Koncertowa gra i pewne zwycięstwo
22.02.2014, 16:53, Łukasz Kęczkowski 3838 komentarzy
Bardzo dobre spotkanie w wykonaniu Kanonierów za nami. Gracze Arsenalu pokonali Sunderland aż 4:1! Właśnie takiego występu oczekiwali kibice od graczy po bolesnej porażce z Bayernem Monachium w Lidze Mistrzów. Dwa trafienia Girouda i o jednym Rosicky'ego i Koscielny'ego zapewniły podopiecznym Wengera ważne do końcowej tabeli trzy punkty i przywróciły nadzieję wielu fanom, którzy po kilku słabszych wynikach zaczynali wieszczyć kryzys. Na szczęście Wengerowi udało się udowodnić niedowiarkom, że jego ekipa wciąż potrafi zdobywać bramki i wygrywać. Bardzo dobry występ po kilku meczach przerwy zanotował Olivier Giroud. Właśnie takiego Francuza chcielibyśmy oglądać zawsze - nie tylko pracowitego i aktywnego, ale przede wszystkim skutecznego. Dzisiaj udało mu się zdobyć dwie bramki, które z pewnością poprawią jego pewność siebie.
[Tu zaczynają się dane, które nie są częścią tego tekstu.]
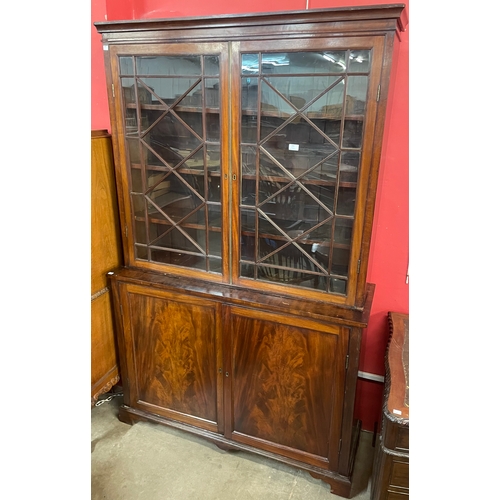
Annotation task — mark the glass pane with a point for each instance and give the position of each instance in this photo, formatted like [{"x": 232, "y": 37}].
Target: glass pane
[
  {"x": 301, "y": 137},
  {"x": 304, "y": 62},
  {"x": 249, "y": 64},
  {"x": 211, "y": 65},
  {"x": 214, "y": 218},
  {"x": 349, "y": 166},
  {"x": 346, "y": 201},
  {"x": 248, "y": 163},
  {"x": 141, "y": 252},
  {"x": 343, "y": 231},
  {"x": 126, "y": 65},
  {"x": 168, "y": 65},
  {"x": 212, "y": 92},
  {"x": 249, "y": 90},
  {"x": 353, "y": 134},
  {"x": 359, "y": 61},
  {"x": 215, "y": 265},
  {"x": 357, "y": 87}
]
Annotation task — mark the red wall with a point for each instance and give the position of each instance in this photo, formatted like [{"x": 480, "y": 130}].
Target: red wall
[{"x": 390, "y": 239}]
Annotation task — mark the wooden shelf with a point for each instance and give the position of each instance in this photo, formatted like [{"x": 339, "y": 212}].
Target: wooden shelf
[{"x": 314, "y": 115}]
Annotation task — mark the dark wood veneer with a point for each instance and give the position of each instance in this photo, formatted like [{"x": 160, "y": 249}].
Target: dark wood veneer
[{"x": 248, "y": 364}]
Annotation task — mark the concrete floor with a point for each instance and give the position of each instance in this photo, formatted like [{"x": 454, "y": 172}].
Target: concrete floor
[{"x": 153, "y": 462}]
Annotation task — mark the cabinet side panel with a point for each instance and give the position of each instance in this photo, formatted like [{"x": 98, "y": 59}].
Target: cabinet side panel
[
  {"x": 174, "y": 346},
  {"x": 282, "y": 383}
]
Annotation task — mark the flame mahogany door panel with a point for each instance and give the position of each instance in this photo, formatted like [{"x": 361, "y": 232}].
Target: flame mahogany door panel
[
  {"x": 287, "y": 385},
  {"x": 172, "y": 354}
]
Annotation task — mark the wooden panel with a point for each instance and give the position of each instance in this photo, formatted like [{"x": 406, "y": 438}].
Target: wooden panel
[
  {"x": 393, "y": 495},
  {"x": 285, "y": 378},
  {"x": 105, "y": 236},
  {"x": 175, "y": 359},
  {"x": 104, "y": 368}
]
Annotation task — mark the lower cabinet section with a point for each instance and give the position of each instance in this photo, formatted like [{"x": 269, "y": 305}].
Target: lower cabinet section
[
  {"x": 287, "y": 378},
  {"x": 172, "y": 345},
  {"x": 244, "y": 374}
]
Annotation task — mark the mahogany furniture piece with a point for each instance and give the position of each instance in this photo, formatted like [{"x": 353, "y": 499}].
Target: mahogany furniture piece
[
  {"x": 392, "y": 459},
  {"x": 106, "y": 254},
  {"x": 247, "y": 150}
]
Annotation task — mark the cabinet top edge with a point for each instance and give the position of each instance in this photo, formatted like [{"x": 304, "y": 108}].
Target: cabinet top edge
[
  {"x": 358, "y": 13},
  {"x": 231, "y": 294}
]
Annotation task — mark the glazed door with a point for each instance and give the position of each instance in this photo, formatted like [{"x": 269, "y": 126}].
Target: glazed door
[
  {"x": 173, "y": 355},
  {"x": 170, "y": 105},
  {"x": 305, "y": 129},
  {"x": 285, "y": 385}
]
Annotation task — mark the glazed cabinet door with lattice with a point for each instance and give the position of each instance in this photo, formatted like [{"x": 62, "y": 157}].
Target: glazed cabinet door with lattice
[
  {"x": 172, "y": 107},
  {"x": 247, "y": 162}
]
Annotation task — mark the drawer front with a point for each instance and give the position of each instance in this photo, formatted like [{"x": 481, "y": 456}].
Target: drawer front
[{"x": 400, "y": 474}]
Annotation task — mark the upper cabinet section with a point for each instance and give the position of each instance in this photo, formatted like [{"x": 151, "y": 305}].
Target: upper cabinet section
[{"x": 247, "y": 147}]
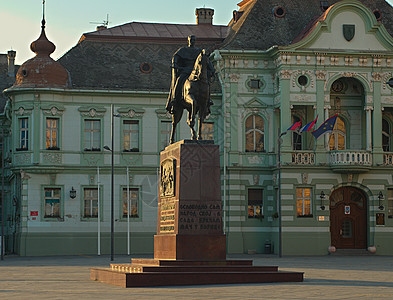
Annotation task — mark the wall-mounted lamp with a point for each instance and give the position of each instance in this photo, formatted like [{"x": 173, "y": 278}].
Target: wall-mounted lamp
[
  {"x": 380, "y": 198},
  {"x": 72, "y": 193},
  {"x": 322, "y": 196}
]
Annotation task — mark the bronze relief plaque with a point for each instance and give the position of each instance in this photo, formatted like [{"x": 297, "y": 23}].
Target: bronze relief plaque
[{"x": 168, "y": 178}]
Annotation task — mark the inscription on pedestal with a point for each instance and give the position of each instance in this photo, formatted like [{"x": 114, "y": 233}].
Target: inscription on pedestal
[
  {"x": 200, "y": 218},
  {"x": 167, "y": 217}
]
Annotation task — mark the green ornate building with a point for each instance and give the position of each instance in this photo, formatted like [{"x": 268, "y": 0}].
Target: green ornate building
[{"x": 277, "y": 62}]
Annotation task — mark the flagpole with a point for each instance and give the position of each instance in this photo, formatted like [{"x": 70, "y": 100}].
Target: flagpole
[
  {"x": 128, "y": 214},
  {"x": 99, "y": 214},
  {"x": 279, "y": 194}
]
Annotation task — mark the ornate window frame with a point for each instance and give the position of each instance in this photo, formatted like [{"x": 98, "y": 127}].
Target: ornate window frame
[{"x": 92, "y": 113}]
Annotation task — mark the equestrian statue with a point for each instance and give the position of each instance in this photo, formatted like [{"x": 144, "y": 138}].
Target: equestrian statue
[{"x": 190, "y": 88}]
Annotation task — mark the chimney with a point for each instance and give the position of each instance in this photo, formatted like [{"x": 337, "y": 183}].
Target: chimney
[
  {"x": 11, "y": 63},
  {"x": 204, "y": 16},
  {"x": 101, "y": 27}
]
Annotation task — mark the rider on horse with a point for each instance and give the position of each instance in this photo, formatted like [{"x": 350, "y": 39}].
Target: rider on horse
[{"x": 182, "y": 65}]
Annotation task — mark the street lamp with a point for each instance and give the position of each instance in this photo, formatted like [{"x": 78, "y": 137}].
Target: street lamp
[{"x": 112, "y": 181}]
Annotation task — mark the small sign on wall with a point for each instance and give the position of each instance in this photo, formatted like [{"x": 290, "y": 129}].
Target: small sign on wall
[
  {"x": 380, "y": 219},
  {"x": 34, "y": 214}
]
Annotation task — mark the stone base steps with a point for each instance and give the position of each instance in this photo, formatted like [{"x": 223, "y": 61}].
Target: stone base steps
[
  {"x": 352, "y": 252},
  {"x": 177, "y": 273}
]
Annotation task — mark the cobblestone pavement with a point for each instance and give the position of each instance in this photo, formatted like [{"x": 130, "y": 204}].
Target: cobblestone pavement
[{"x": 326, "y": 277}]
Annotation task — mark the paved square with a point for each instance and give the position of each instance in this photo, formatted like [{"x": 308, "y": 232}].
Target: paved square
[{"x": 327, "y": 277}]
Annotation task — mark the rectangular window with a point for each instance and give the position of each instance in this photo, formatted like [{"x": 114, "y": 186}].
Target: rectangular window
[
  {"x": 92, "y": 135},
  {"x": 207, "y": 131},
  {"x": 165, "y": 134},
  {"x": 133, "y": 194},
  {"x": 303, "y": 201},
  {"x": 130, "y": 136},
  {"x": 52, "y": 129},
  {"x": 23, "y": 134},
  {"x": 390, "y": 203},
  {"x": 52, "y": 202},
  {"x": 255, "y": 203},
  {"x": 90, "y": 203}
]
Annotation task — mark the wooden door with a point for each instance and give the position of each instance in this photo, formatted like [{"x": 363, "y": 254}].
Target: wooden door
[{"x": 348, "y": 219}]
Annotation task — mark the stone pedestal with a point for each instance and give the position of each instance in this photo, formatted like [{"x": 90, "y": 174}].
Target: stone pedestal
[
  {"x": 189, "y": 223},
  {"x": 189, "y": 247}
]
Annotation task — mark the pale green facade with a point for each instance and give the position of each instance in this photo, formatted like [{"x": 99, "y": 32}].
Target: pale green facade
[
  {"x": 362, "y": 67},
  {"x": 322, "y": 74}
]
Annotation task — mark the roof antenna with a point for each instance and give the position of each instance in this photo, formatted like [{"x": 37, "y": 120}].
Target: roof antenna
[
  {"x": 43, "y": 14},
  {"x": 103, "y": 23}
]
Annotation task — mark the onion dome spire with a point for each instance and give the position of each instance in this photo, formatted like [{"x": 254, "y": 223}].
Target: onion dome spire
[
  {"x": 42, "y": 46},
  {"x": 42, "y": 71}
]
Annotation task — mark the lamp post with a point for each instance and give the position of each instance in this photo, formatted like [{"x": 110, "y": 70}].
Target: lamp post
[
  {"x": 112, "y": 181},
  {"x": 2, "y": 195}
]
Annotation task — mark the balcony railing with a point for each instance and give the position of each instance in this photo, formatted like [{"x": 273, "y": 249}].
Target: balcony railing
[
  {"x": 356, "y": 158},
  {"x": 303, "y": 158},
  {"x": 388, "y": 159}
]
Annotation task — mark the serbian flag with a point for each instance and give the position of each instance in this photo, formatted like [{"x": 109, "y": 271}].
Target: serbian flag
[
  {"x": 295, "y": 125},
  {"x": 326, "y": 126},
  {"x": 309, "y": 126}
]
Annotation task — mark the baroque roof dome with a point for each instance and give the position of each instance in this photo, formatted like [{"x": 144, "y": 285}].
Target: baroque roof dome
[{"x": 42, "y": 71}]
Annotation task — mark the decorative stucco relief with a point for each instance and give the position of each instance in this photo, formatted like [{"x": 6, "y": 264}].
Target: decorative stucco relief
[
  {"x": 22, "y": 158},
  {"x": 52, "y": 158},
  {"x": 255, "y": 160},
  {"x": 285, "y": 74},
  {"x": 53, "y": 111},
  {"x": 310, "y": 74}
]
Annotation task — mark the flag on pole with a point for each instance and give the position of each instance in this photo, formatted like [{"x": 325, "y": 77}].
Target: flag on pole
[
  {"x": 309, "y": 126},
  {"x": 326, "y": 126},
  {"x": 295, "y": 125}
]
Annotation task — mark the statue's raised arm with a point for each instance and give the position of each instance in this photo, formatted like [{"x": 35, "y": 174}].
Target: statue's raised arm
[{"x": 190, "y": 87}]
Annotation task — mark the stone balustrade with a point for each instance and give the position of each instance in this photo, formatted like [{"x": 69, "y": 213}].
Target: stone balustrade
[
  {"x": 363, "y": 158},
  {"x": 303, "y": 158},
  {"x": 388, "y": 159}
]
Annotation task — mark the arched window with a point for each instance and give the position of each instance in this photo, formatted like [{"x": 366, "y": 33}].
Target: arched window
[
  {"x": 338, "y": 136},
  {"x": 385, "y": 135},
  {"x": 296, "y": 137},
  {"x": 255, "y": 135}
]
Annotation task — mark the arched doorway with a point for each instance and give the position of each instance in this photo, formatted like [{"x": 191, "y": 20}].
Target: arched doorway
[{"x": 348, "y": 218}]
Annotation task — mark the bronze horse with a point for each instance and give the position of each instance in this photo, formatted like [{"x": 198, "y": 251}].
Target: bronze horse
[{"x": 195, "y": 97}]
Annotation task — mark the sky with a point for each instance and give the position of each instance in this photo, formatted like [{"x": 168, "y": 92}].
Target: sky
[{"x": 67, "y": 20}]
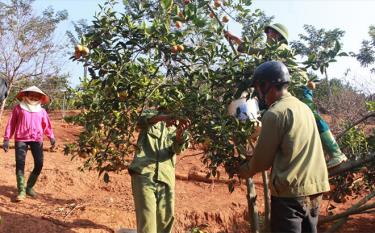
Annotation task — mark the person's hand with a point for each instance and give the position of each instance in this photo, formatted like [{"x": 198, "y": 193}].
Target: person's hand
[
  {"x": 159, "y": 118},
  {"x": 53, "y": 143},
  {"x": 183, "y": 124},
  {"x": 256, "y": 133},
  {"x": 6, "y": 145},
  {"x": 230, "y": 36}
]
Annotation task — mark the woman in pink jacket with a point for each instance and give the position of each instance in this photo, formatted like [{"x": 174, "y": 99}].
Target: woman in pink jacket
[{"x": 28, "y": 123}]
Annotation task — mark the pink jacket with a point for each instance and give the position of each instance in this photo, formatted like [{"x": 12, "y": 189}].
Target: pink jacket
[{"x": 28, "y": 126}]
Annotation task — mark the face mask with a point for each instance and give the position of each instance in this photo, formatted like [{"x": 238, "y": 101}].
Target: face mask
[
  {"x": 30, "y": 105},
  {"x": 261, "y": 97}
]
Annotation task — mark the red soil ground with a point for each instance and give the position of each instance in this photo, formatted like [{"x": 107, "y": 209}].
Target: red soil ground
[{"x": 73, "y": 201}]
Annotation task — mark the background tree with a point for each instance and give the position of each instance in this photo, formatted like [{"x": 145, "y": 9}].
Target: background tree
[
  {"x": 57, "y": 87},
  {"x": 320, "y": 47},
  {"x": 366, "y": 55},
  {"x": 177, "y": 59},
  {"x": 27, "y": 48}
]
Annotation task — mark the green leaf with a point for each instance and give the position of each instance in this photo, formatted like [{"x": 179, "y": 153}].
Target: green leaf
[
  {"x": 166, "y": 4},
  {"x": 106, "y": 177}
]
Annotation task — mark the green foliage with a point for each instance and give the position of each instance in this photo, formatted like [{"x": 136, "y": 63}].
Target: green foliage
[
  {"x": 320, "y": 46},
  {"x": 56, "y": 87},
  {"x": 366, "y": 55},
  {"x": 133, "y": 66},
  {"x": 27, "y": 44},
  {"x": 370, "y": 106},
  {"x": 355, "y": 143}
]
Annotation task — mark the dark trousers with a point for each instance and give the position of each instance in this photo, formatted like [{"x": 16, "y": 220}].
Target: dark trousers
[
  {"x": 295, "y": 214},
  {"x": 37, "y": 152}
]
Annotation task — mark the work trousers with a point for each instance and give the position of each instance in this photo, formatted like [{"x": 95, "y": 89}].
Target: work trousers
[
  {"x": 154, "y": 204},
  {"x": 295, "y": 215},
  {"x": 37, "y": 152}
]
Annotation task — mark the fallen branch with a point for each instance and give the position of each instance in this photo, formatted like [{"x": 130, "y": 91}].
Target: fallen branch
[
  {"x": 338, "y": 224},
  {"x": 371, "y": 114},
  {"x": 201, "y": 177},
  {"x": 253, "y": 210},
  {"x": 351, "y": 165},
  {"x": 359, "y": 210},
  {"x": 221, "y": 25},
  {"x": 189, "y": 155}
]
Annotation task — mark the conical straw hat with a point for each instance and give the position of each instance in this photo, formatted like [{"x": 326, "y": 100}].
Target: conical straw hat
[{"x": 43, "y": 100}]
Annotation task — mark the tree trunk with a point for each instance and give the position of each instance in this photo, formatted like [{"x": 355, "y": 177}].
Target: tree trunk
[
  {"x": 267, "y": 202},
  {"x": 2, "y": 111},
  {"x": 253, "y": 210},
  {"x": 10, "y": 85},
  {"x": 328, "y": 85}
]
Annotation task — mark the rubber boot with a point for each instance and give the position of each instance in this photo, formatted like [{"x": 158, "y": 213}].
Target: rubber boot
[
  {"x": 336, "y": 157},
  {"x": 30, "y": 184},
  {"x": 21, "y": 187}
]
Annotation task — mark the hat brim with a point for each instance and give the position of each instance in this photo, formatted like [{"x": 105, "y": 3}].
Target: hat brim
[
  {"x": 266, "y": 28},
  {"x": 43, "y": 100}
]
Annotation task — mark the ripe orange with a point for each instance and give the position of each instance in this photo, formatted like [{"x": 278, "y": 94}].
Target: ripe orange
[
  {"x": 217, "y": 3},
  {"x": 180, "y": 48},
  {"x": 175, "y": 49},
  {"x": 178, "y": 24}
]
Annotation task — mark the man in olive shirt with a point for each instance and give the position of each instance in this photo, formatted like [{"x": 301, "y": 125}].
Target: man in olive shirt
[
  {"x": 289, "y": 142},
  {"x": 153, "y": 170}
]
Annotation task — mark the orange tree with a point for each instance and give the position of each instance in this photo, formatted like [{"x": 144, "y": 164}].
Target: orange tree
[{"x": 169, "y": 54}]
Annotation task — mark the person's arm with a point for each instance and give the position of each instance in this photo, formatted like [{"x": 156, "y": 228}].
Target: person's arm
[
  {"x": 47, "y": 128},
  {"x": 265, "y": 151},
  {"x": 232, "y": 37},
  {"x": 11, "y": 125},
  {"x": 150, "y": 117}
]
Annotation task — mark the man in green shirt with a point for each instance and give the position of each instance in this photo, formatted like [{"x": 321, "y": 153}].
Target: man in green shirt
[
  {"x": 278, "y": 33},
  {"x": 289, "y": 142},
  {"x": 153, "y": 170}
]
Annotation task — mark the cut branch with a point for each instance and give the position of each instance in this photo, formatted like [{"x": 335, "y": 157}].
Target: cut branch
[
  {"x": 350, "y": 165},
  {"x": 358, "y": 210},
  {"x": 337, "y": 225},
  {"x": 364, "y": 118}
]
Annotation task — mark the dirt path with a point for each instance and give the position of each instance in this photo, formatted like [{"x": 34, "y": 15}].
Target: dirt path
[{"x": 72, "y": 201}]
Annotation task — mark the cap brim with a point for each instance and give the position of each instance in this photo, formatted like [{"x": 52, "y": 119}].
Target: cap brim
[{"x": 43, "y": 100}]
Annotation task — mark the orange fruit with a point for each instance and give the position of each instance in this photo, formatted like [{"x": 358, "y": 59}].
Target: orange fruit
[
  {"x": 311, "y": 85},
  {"x": 180, "y": 48},
  {"x": 217, "y": 4},
  {"x": 78, "y": 48},
  {"x": 181, "y": 15},
  {"x": 77, "y": 54},
  {"x": 178, "y": 24},
  {"x": 175, "y": 49},
  {"x": 85, "y": 51}
]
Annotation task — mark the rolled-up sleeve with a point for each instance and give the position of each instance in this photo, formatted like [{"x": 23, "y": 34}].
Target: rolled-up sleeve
[
  {"x": 179, "y": 147},
  {"x": 11, "y": 126},
  {"x": 47, "y": 126},
  {"x": 266, "y": 148}
]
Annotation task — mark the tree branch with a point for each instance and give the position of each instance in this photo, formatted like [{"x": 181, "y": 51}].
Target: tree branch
[
  {"x": 351, "y": 165},
  {"x": 337, "y": 226},
  {"x": 358, "y": 210},
  {"x": 371, "y": 114}
]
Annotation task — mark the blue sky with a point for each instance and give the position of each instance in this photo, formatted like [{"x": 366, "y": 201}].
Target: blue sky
[{"x": 352, "y": 16}]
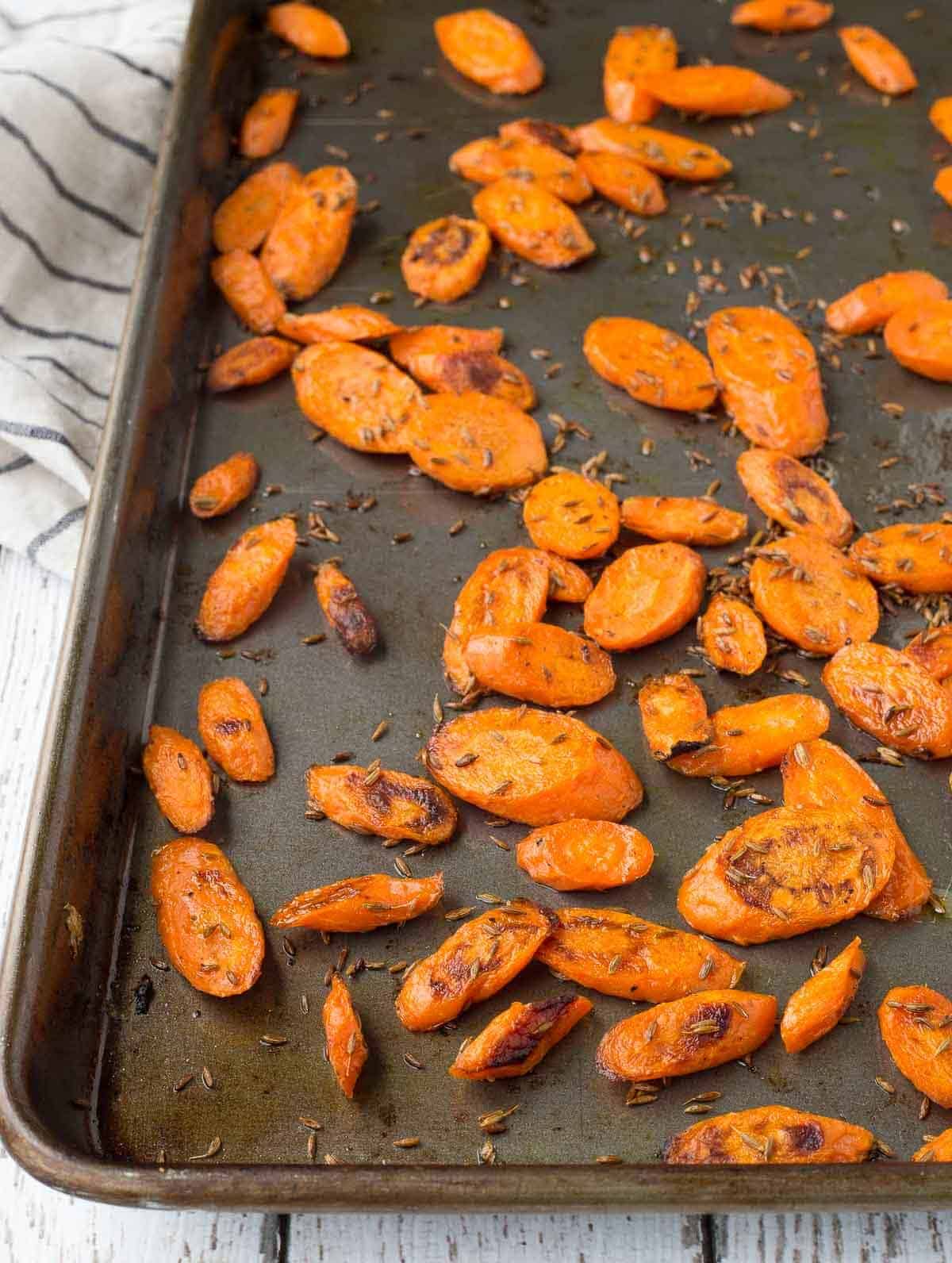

Obie drużyny przystąpiły do meczu w następujących składach:
Arsenal: Szczęsny - Sagna, Mertesacker, Koscielny, Monreal - Arteta, Wilshere - Cazorla, Rosicky, Podolski - Giroud.
Sunderland: Mannone – Bardsley, Vergini, O’Shea, Alonso – Ki, Bridcutt, Colback – Johnson, Altidore, Borini.
Ataki Kanonierów przyniosły pozytywny skutek już w piątej minucie. Po ładnej kombinacyjnej akcji piłkarzy Arsenalu i zablokowanym strzale Jacka Wilshere'a piłka znalazła się pod nogami znajdującego się w idealnej sytuacji Oliviera Girouda, który umieścił futbolówkę w bramce. 1:0 dla podopiecznych Wengera!
Cztery minuty później kolejny atak przeprowadzili Kanonierzy, jednak Cazorla nie trafił czysto w piłkę, dzięki czemu bez problemu złapał ją Mannone.
Po kwadransie gry na jeden z nielicznych ataków zdecydowali się gracze gości, jednak na posterunku pozostał Szczęsny i przechwycił wrzutkę gracza Sunderlandu.
W 21. minucie blisko podwyższenia wyniku był Lukas Podolski. Niemiec przyjął piłkę za polem karnym i huknął jak z armaty prosto w okienko, jednak idealnie interweniował były bramkarz Arsenalu, Vito Mannone.
30. minuta i mamy podwyższenie wyniku! Fatalny błąd popełnił Vergini, który próbował wycofać piłkę do bramkarza, jednak zrobił to na tyle niedokładnie, że futbolówkę przejął Giroud i z ostrego kąta pokonał Mannone! 2:0 dla Arsenalu!
Dwie minuty później ułańską fantazją popisał się Sagna. Francuz postanowił uderzyć na bramkę Sunderlandu z około trzydziestu metrów. Piłka odbiła się po drodze jeszcze od jednego z obrońców, dzięki czemu Francuz wywalczył rzut rożny.
42. minuta i kolejny gol dla Arsenalu! Kombinacyjną akcję zespołu wykończył ze stoickim spokojem Tomas Rosicky i delikatną podcinką pokonał Mannone. 3:0 na Emirates!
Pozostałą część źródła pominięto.